A new study published in Inflammopharmacology reports that L-carnitine, when administered alongside conventional disease-modifying antirheumatic drugs (DMARDs), may significantly improve clinical symptoms and reduce systemic inflammation in patients with active rheumatoid arthritis (RA). The findings suggest promising clinical benefits, although the supplement’s effects on key inflammatory signaling pathways remain unclear. In the randomized controlled trial, researchers enrolled 46 RA patients and divided them into two equal groups. Both groups received standard DMARD therapy consisting of methotrexate, leflunomide, and hydroxychloroquine, while the intervention group received an additional dose of L-carnitine at 500 mg twice daily over a 12-week period.
Throughout the study, investigators tracked a broad set of clinical and laboratory indicators, including tender and swollen joint counts, pain intensity measured through a visual analogue scale, morning stiffness duration, the Disease Activity Score in 28 joints, and functional capability based on the Modified Health Assessment Questionnaire. Laboratory analyses focused on C-reactive protein levels and the inflammatory markers STAT3 and TGF-β1.
By the end of the 12-week period, patients receiving L-carnitine experienced notable improvements in several clinical categories compared to their baseline measurements, including morning stiffness, pain levels, tender joint counts, CRP concentrations, overall disease activity, and daily functional performance. Meanwhile, the control group displayed a significant rise in STAT3 levels, a change not observed in the L-carnitine group. Despite these differences, the study found no significant alterations in STAT3 or TGF-β1 values among those taking L-carnitine, leaving the supplement’s influence on the JAK/STAT pathway inconclusive. Swollen joint counts also remained unchanged in both groups, suggesting that inflammation-related swelling may respond more slowly or require longer treatment durations.

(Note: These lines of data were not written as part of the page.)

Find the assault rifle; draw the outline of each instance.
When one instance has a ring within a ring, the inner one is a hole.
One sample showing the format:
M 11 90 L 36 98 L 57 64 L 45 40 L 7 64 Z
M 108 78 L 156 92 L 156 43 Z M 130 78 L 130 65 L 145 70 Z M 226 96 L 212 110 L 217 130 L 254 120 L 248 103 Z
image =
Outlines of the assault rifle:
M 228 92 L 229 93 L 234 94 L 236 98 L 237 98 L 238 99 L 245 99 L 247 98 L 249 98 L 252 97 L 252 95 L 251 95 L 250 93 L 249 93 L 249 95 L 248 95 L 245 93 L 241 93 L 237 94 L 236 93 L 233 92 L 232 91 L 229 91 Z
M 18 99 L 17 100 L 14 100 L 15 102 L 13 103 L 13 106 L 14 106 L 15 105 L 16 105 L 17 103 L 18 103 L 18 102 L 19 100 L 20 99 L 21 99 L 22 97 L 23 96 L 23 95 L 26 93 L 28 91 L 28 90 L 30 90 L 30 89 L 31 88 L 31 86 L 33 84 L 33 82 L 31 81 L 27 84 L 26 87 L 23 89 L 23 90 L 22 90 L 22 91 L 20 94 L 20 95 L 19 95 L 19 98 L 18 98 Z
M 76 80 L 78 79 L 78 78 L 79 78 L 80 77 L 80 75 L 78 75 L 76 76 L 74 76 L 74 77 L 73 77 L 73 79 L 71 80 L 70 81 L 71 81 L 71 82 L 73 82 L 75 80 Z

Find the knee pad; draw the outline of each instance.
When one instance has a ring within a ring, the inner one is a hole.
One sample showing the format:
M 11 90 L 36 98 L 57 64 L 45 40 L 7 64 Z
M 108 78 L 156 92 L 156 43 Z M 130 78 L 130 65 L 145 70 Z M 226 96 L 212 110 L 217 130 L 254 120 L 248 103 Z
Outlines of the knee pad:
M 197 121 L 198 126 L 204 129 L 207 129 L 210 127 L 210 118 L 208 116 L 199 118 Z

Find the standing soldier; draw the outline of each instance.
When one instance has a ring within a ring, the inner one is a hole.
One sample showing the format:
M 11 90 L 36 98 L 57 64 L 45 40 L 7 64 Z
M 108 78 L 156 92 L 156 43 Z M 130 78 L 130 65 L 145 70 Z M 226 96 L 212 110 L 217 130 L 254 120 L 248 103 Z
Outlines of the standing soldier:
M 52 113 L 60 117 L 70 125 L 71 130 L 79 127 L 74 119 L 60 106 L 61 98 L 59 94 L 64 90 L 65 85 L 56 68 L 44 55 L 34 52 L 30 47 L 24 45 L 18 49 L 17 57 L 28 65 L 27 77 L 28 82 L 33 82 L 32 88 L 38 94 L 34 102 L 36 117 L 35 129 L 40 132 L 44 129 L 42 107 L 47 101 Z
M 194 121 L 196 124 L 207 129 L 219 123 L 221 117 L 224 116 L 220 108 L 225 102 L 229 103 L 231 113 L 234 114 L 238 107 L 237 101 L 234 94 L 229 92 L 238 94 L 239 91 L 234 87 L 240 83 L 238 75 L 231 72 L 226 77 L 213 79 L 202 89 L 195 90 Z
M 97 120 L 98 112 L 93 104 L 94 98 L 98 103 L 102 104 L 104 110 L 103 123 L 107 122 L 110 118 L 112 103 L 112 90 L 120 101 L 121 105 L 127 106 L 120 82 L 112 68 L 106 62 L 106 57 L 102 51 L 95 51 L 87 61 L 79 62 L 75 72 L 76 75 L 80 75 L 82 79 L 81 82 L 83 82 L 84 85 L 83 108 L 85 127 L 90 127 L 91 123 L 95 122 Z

The study findings are particularly notable because L-carnitine, a naturally occurring compound synthesized from lysine and methionine, is already well-established for its metabolic role in transporting long-chain fatty acids into mitochondria. Beyond this function, L-carnitine has demonstrated anti-inflammatory, antioxidant, and cytoprotective properties in previous experimental studies. RA is driven in part by inflammatory mediators like TGF-β1, a cytokine known to be elevated in the synovial tissues of RA patients. TGF-β1 contributes to disease progression by promoting fibroblast proliferation, thickening of synovial tissue, and the breakdown of cartilage through enzymes such as aggrecanase-1. Preclinical research has also suggested that L-carnitine may modulate elements of the JAK/STAT signaling cascade, including potential suppression of STAT3, though this trial did not confirm such effects in human RA patients.
These results point to the potential value of L-carnitine as an adjunct therapy capable of enhancing the clinical benefits of conventional DMARDs, primarily through reducing systemic inflammation and improving patient symptoms. However, the researchers emphasize that the molecular mechanisms underlying these improvements remain uncertain. They call for larger, longer-term clinical studies to better understand whether L-carnitine can meaningfully influence inflammatory signaling pathways and to determine its full therapeutic role in managing rheumatoid arthritis.
References
- Eldisouky AA, Hegazy SK, Abd Elghany SE. L-carnitine as a novel approach for pain and inflammation relief in rheumatoid arthritis. Inflammopharmacology. 2025 Nov;33(11):6805-6811.
- Khodir SA, Al-Gholam MA, Salem HR. L-Carnitine potentiates the anti-inflammatory and antinociceptive effects of diclofenac sodium in an experimentally-induced knee osteoarthritis rat model. Iran J Basic Med Sci. 2020 Aug;23(8):1035-1044.